In its unending quest for tablet market supremacy (as if it hadn’t yet achieved such a feat), Apple has been asked by the Australian court to provide iPad sales data from the U.S. and the U.K. Samsung originally sent Apple three modified Galaxy Tabs with the hopes that the fresh “redesign” would coax Apple into dropping the case.
As we expected, that didn’t happen. A Galaxy Tab is still a Galaxy Tab, and Apple clearly wants to destroy it. No number of modifications seems to be changing that.

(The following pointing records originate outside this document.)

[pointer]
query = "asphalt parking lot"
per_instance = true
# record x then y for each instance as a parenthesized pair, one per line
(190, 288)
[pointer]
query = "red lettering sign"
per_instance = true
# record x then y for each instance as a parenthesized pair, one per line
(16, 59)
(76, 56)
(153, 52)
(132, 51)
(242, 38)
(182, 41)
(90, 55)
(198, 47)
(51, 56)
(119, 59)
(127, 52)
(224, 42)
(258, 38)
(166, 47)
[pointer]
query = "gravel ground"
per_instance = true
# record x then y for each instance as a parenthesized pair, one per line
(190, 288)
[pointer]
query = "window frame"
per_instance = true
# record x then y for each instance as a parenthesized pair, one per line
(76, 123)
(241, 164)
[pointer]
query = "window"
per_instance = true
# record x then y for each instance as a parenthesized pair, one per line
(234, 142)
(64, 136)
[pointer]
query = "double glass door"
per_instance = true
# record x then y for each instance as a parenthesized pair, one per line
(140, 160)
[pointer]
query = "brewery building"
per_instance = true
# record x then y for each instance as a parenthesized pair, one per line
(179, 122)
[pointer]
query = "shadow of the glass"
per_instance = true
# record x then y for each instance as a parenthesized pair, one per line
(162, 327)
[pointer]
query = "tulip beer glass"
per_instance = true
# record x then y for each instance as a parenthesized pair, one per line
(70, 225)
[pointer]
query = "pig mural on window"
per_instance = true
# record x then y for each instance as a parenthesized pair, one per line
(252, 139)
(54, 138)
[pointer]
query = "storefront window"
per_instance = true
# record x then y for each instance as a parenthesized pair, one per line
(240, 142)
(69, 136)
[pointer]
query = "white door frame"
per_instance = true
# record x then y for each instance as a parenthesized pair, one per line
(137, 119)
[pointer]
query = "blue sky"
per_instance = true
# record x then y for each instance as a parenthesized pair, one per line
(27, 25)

Getting the preliminary injunction in Australia seemed to be pretty effortless for Apple, but a permanent one requires more scrutiny from the court. Australian judge Annabelle Bennett has asked for sales data from the UK and the U.S. to ensure that the Galaxy Tab 10.1 has in fact hurt Apple’s iPad sales, reports Bloomberg. The disclosure of those numbers isn’t mandatory, but since Samsung has vehemently denied claims that its tablet hurt iPad sales, Judge Bennett sees those figures as pretty necessary if Apple wants to walk away with a win.
Everyone already knows that the iPad is the dominant tablet in the market. Sales are up 183 percent in Q3 2011 from the same time last year, though Apple argues that those numbers would be higher if it wasn’t for the Galaxy Tab and its similar “functionality and appearance.” It may be difficult to argue that the GalTab hurt sales while simultaneously seeing such amazing growth out of the iPad. Especially since Samsung has been persistently arguing the opposite.
“People want an Android product, so they will buy an Android product,” said Samsung counsel Neil Murray. “This is not impacting the sales of Apple.” Whether or not that’s true remains to be seen, but one thing is for sure. No one in Australia will be playing with a Galaxy Tab 10.1 until Apple’s happy.